Compute the Period of Revolution and the Tension in the string?

Mass of Bob (m) -- 4.35kg
Length of String (s) -- 5.50 meters
$$\theta$$ -- 64 degrees

2. Relevant equations

1/2(mv^2)$$/$$radius -- Centripetal Force

W= mg -- weight

Not sure what else I need

3. The attempt at a solution

I think that the tension in the string would be

Tcos($$\theta$$)=mg ---- T=(mg)$$/$$cos($$\theta$$)

So

(4.35)(9.81)$$/$$cos(64)= ---- 97.35 N

I have no idea how to get the period though, but I think it has to do with

Tsin$$\theta$$= 1/2(mv^2)$$/$$radius

2. Nov 21, 2007

Staff: Mentor

So far, so good.

Once you find the speed you can use that to find the period. What's the radius of the bob's path?

3. Nov 21, 2007

tachu101

I think that the radius would be

string length --- (s) sin (Theta) --- so 5.5sin(64)= 4.94m

I am not sure the equation to find the period though?
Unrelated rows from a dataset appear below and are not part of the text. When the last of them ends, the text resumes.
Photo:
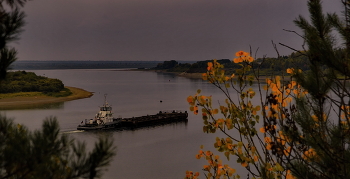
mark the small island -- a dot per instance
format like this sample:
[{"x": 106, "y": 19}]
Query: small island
[{"x": 23, "y": 89}]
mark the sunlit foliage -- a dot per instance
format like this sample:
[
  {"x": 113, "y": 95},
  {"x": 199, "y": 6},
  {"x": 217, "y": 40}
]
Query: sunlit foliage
[{"x": 291, "y": 126}]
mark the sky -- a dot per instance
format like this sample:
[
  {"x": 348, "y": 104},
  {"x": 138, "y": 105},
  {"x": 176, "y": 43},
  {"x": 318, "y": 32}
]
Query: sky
[{"x": 159, "y": 30}]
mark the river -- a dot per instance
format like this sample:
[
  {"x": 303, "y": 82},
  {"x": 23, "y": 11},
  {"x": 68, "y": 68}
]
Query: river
[{"x": 165, "y": 151}]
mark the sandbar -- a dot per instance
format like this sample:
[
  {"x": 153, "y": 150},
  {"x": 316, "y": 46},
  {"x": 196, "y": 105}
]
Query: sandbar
[{"x": 28, "y": 102}]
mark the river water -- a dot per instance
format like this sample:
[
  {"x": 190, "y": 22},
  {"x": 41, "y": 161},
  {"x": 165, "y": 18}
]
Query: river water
[{"x": 159, "y": 152}]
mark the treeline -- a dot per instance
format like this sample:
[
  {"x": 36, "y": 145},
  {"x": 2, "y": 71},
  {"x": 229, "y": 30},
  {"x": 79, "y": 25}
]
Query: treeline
[
  {"x": 22, "y": 81},
  {"x": 267, "y": 65}
]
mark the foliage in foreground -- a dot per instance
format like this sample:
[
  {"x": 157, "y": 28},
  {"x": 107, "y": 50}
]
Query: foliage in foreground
[
  {"x": 11, "y": 24},
  {"x": 46, "y": 153},
  {"x": 299, "y": 128}
]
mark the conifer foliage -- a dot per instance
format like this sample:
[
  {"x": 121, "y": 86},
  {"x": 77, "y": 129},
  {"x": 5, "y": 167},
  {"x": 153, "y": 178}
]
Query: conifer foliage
[
  {"x": 46, "y": 153},
  {"x": 11, "y": 24},
  {"x": 300, "y": 126}
]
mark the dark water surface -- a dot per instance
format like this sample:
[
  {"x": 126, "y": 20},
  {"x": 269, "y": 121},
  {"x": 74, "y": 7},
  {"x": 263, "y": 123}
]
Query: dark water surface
[{"x": 159, "y": 152}]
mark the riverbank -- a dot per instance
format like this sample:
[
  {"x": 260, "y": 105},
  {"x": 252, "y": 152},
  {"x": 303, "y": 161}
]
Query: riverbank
[{"x": 19, "y": 102}]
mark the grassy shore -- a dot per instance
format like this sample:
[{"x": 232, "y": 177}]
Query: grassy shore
[{"x": 33, "y": 99}]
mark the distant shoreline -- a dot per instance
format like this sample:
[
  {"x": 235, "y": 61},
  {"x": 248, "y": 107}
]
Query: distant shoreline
[{"x": 35, "y": 101}]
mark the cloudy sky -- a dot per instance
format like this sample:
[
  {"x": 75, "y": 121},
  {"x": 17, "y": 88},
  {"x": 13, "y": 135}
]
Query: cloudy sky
[{"x": 158, "y": 30}]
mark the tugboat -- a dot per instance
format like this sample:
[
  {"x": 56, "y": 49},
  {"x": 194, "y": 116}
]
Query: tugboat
[{"x": 103, "y": 119}]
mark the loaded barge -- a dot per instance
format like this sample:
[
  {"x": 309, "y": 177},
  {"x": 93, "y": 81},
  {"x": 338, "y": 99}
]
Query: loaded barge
[{"x": 104, "y": 119}]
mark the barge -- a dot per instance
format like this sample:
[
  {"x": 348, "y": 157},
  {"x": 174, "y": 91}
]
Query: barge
[{"x": 104, "y": 119}]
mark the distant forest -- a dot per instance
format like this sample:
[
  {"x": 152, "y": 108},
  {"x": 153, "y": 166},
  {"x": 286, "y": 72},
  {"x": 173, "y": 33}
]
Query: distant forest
[{"x": 267, "y": 66}]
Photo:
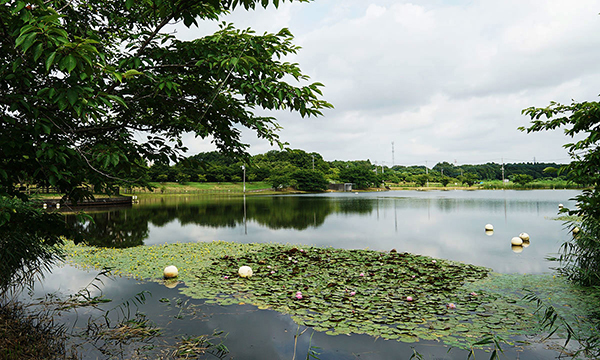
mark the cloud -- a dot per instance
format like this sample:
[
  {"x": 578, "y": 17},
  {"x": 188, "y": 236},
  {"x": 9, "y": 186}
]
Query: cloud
[{"x": 443, "y": 80}]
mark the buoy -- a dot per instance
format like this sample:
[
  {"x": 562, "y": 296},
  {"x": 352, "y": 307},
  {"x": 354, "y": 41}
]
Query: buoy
[
  {"x": 171, "y": 284},
  {"x": 170, "y": 272},
  {"x": 516, "y": 248},
  {"x": 245, "y": 271}
]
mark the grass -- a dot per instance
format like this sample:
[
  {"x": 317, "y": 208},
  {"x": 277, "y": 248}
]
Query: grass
[{"x": 30, "y": 336}]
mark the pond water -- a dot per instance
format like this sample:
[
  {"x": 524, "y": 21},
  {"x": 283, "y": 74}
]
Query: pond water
[{"x": 444, "y": 224}]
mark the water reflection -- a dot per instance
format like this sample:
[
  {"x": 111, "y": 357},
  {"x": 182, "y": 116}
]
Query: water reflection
[{"x": 446, "y": 224}]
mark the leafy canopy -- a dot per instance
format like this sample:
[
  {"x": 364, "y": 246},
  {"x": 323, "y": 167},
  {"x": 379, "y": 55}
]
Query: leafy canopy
[
  {"x": 580, "y": 257},
  {"x": 90, "y": 91}
]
I have radius, string length, tension in string, and mass of the Bob.

4. Nov 21, 2007

Staff: Mentor

Good.
The period is just the time the bob takes to make one complete revolution. Find the speed (and figure out the distance).

5. Nov 21, 2007

tachu101

Would I find the speed by using Tsin(theta)= (1/2)(mv^2)/radius ----

97.35 sin (64) = (1/2)(4.35)(v^2)/(4.94) ----- velocity = 14.097 m/sec ?

so the distance would be (2)(radius)(pi)= (2)(4.94)(pi)= 31.03m

I am stuck now on how to find the period. Is there a certain equation that is used to find the period, we just started this topic?

6. Nov 21, 2007

Staff: Mentor

How about distance = speed x time?

7. Nov 21, 2007

tachu101

So (2)(pi)(r)=(velocity)(time)

thus

31.03m=(14.1m/sec)(t) ---- so ---- period= 2.2 sec?

8. Nov 21, 2007

Staff: Mentor

Sure. It's just the time required for one revolution. You have the distance and the speed--that's all there is to it.

9. Nov 21, 2007

tachu101

thank you so much for the help, I am going to go back and check all of my work.